Les facteurs de risque liés à l'entraînement sont des aspects cruciaux à discuter avec les coureurs, surtout s'ils suivent un plan d'entraînement standard ou sont encadrés par un coach. Une revue systématique suggère qu'augmenter la distance, la durée, la fréquence ou la vitesse de course ne semble pas nécessairement augmenter le risque de blessures. Cependant, ces études ne prennent souvent pas en compte d'autres facteurs comme la récupération, le sommeil et la nutrition ce qui nécessite une attention particulière lors de l'augmentation des contraintes d'entraînement. Donc même si à première vue il semblerait qu'il n'y ait pas encore de lien, il est tout de même conseillé d'être attentif lors de l'augmentation des contraintes. 

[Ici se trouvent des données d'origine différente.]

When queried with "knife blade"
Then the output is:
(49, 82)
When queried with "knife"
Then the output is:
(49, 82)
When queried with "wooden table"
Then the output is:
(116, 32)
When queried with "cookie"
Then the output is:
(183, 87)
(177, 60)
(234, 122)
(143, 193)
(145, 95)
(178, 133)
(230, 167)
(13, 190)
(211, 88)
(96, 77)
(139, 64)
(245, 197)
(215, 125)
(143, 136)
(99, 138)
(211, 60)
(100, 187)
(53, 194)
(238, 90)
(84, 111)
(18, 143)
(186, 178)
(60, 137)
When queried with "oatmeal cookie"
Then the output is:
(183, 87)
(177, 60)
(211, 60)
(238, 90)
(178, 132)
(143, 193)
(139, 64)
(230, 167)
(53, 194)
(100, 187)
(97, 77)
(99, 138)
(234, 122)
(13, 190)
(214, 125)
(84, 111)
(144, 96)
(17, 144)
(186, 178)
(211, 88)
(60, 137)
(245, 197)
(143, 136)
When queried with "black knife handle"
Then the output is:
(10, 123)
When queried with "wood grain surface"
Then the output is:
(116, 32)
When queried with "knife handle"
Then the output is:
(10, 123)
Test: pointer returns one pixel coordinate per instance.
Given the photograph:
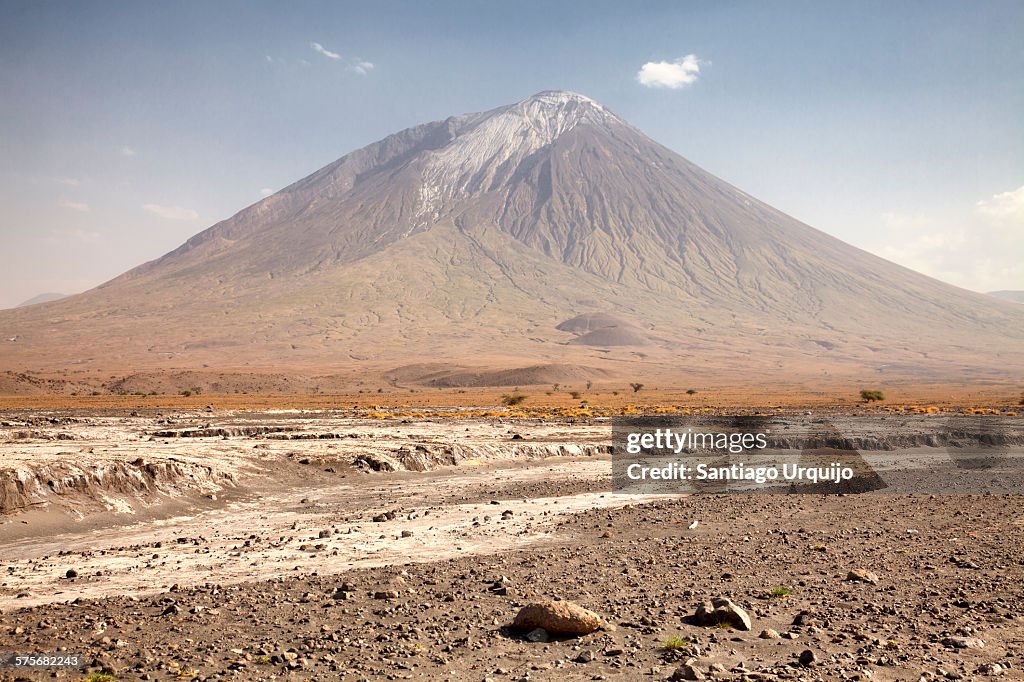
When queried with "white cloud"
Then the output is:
(171, 212)
(320, 49)
(69, 236)
(976, 249)
(74, 206)
(672, 75)
(361, 67)
(1008, 206)
(903, 221)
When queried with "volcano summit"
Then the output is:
(469, 250)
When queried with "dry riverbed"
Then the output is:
(322, 547)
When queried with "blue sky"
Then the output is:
(126, 127)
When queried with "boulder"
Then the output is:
(558, 617)
(722, 611)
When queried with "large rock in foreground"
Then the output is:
(559, 617)
(722, 611)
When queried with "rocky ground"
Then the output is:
(419, 576)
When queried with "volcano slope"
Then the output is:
(478, 236)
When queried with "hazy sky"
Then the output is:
(126, 127)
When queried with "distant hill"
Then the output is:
(1015, 296)
(541, 240)
(42, 298)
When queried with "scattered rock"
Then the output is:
(862, 576)
(538, 635)
(686, 672)
(964, 642)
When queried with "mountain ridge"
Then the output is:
(480, 233)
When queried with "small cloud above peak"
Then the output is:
(320, 49)
(1007, 206)
(361, 67)
(171, 212)
(82, 207)
(672, 75)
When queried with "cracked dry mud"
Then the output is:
(309, 567)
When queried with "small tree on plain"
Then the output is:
(869, 395)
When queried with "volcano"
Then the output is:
(540, 240)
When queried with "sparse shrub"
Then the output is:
(675, 643)
(869, 395)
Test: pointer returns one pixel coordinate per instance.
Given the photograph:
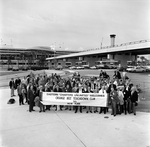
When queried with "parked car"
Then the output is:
(100, 66)
(72, 67)
(59, 67)
(136, 69)
(93, 67)
(86, 66)
(10, 68)
(122, 68)
(80, 67)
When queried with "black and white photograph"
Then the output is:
(74, 73)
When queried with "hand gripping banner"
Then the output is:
(75, 99)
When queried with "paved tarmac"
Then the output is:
(20, 128)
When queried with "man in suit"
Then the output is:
(19, 90)
(12, 86)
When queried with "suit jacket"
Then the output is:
(134, 97)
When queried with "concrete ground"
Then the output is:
(19, 128)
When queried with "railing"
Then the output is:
(123, 44)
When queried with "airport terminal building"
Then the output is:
(113, 54)
(11, 57)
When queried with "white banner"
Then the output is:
(77, 99)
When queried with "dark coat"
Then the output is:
(12, 84)
(17, 82)
(31, 95)
(134, 97)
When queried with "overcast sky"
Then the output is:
(73, 24)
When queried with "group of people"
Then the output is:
(122, 93)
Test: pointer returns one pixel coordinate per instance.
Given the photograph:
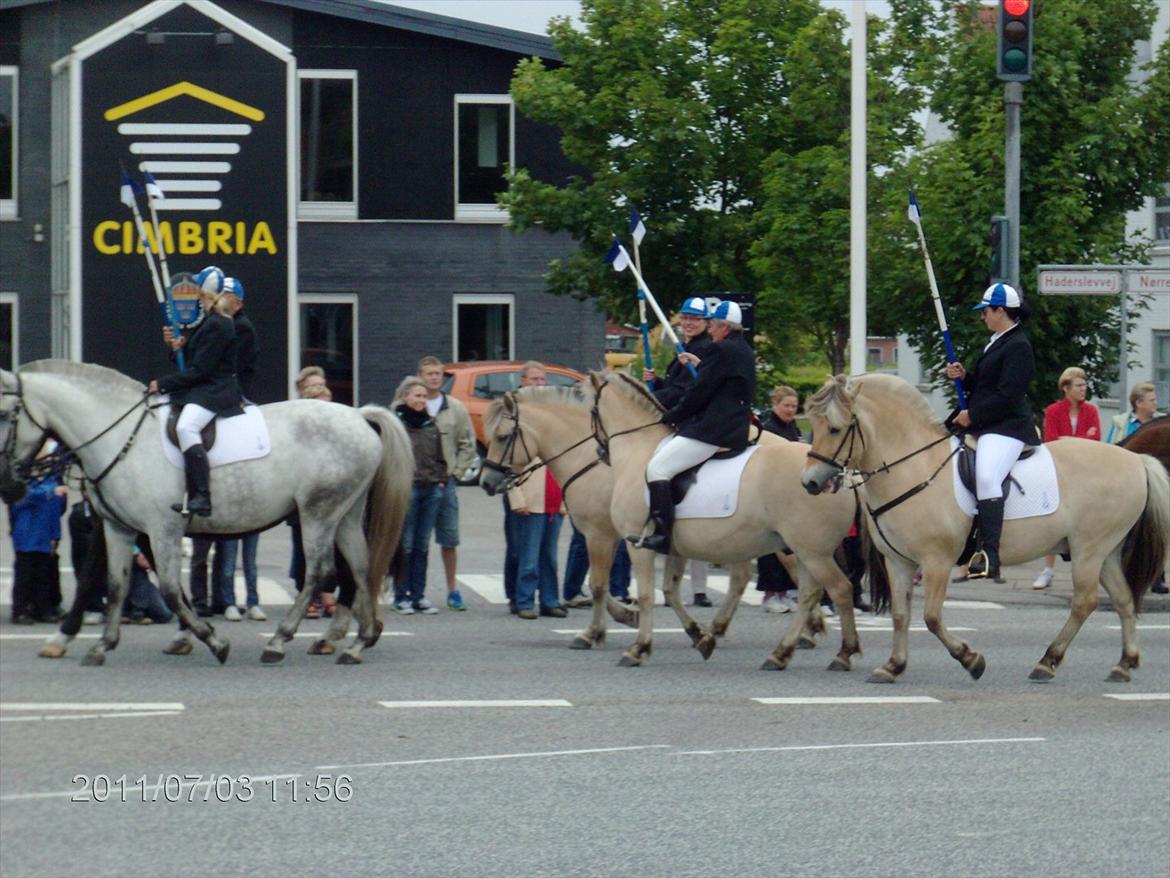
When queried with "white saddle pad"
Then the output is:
(715, 494)
(243, 437)
(1038, 492)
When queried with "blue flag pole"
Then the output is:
(915, 213)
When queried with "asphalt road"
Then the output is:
(670, 769)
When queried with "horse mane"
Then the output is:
(97, 377)
(634, 391)
(577, 396)
(838, 393)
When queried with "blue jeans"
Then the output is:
(227, 555)
(420, 521)
(536, 550)
(577, 567)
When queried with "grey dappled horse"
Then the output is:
(325, 461)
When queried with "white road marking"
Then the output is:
(482, 702)
(91, 706)
(1140, 695)
(864, 746)
(850, 700)
(90, 715)
(494, 756)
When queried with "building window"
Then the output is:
(1162, 368)
(8, 141)
(329, 340)
(329, 150)
(483, 327)
(484, 149)
(9, 354)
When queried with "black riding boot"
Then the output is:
(662, 515)
(199, 478)
(985, 563)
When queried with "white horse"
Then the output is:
(325, 461)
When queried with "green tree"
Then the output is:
(1094, 143)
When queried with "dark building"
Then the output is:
(339, 157)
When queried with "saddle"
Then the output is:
(207, 433)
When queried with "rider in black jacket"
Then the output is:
(998, 412)
(714, 412)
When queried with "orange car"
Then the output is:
(475, 384)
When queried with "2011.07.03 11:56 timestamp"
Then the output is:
(213, 787)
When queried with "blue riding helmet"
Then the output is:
(696, 307)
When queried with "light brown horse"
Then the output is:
(556, 427)
(1113, 519)
(771, 515)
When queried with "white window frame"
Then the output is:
(459, 299)
(8, 206)
(13, 299)
(350, 299)
(328, 210)
(483, 212)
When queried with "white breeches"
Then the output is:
(192, 419)
(678, 454)
(993, 458)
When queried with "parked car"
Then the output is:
(475, 384)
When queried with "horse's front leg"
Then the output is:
(672, 591)
(642, 562)
(600, 562)
(901, 587)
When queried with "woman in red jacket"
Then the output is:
(1071, 416)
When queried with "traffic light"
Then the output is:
(1000, 251)
(1014, 48)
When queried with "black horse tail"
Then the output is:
(875, 567)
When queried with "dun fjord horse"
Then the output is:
(1113, 519)
(557, 430)
(325, 461)
(771, 514)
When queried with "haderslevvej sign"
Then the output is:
(210, 122)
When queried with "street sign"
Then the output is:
(1084, 281)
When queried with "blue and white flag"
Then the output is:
(128, 190)
(914, 211)
(153, 191)
(617, 256)
(637, 227)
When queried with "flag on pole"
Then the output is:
(637, 227)
(617, 256)
(914, 211)
(153, 191)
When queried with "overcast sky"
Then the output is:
(531, 15)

Analyse des charges d'entrainement

La gestion de la charge d'entraînement est cruciale pour prévenir les blessures liées à la surutilisation. Les approches antérieures se fondent principalement sur la distance parcourue, mais désormais, il est reconnu que cela est insuffisant. Il est essentiel d'analyser à la fois les charges internes et externes. Les charges internes comprennent des mesures telles que le RPE (notation de l'effort perçu), les tests de lactate et la variabilité de la fréquence cardiaque, tandis que les charges externes sont mesurées par l'allure, la distance et le dénivelé. Des études montrent même une corrélation entre le RPE et le taux de lactate, ce qui facilite l'évaluation de la charge interne.

Ratio ACWR

Le ratio aigu/chronique (ACWR) est un outil utilisé pour évaluer les charges d'entraînement en course à pied, bien qu'il ne soit pas encore pleinement validé pour ce sport. Il se base sur la comparaison entre la charge d'entraînement d'une semaine (charge aiguë) sur la moyenne des quatre semaines précédentes (charge chronique). Pour mesurer la charge d'entraînement aiguë, on prend une semaine et à chaque sortie on va multiplier le RPE par la durée de la sortie, et additionner toutes les sorties de la semaine, et pour la charge d'entraînement chronique on fait la même chose mais sur les quatre semaines précédentes. Un ACWR optimal se situe entre 0,8 et 1,3, il est défini comme le "sweet spot" par Gabette. Lorsque ce ratio dépasse ces limites, les risques de blessure augmentent, que ce soit par sur- ou sous-entraînement. Bien que critiqué, l'ACWR est largement utilisé dans les sports collectifs et présente un intérêt pour la gestion des charges d'entraînement en course à pied.

Une modération possible ?

Un article datant de 2017, souligne l'importance d'avoir une grande base aérobie, c'est-à-dire un volume d'entraînement important à basse intensité, pour modérer les risques de blessures lors d'une augmentation rapide de la charge d'entraînement. Cependant, il est important de noter que les blessures restent multifactorielles et dépendantes du contexte individuel de chaque coureur.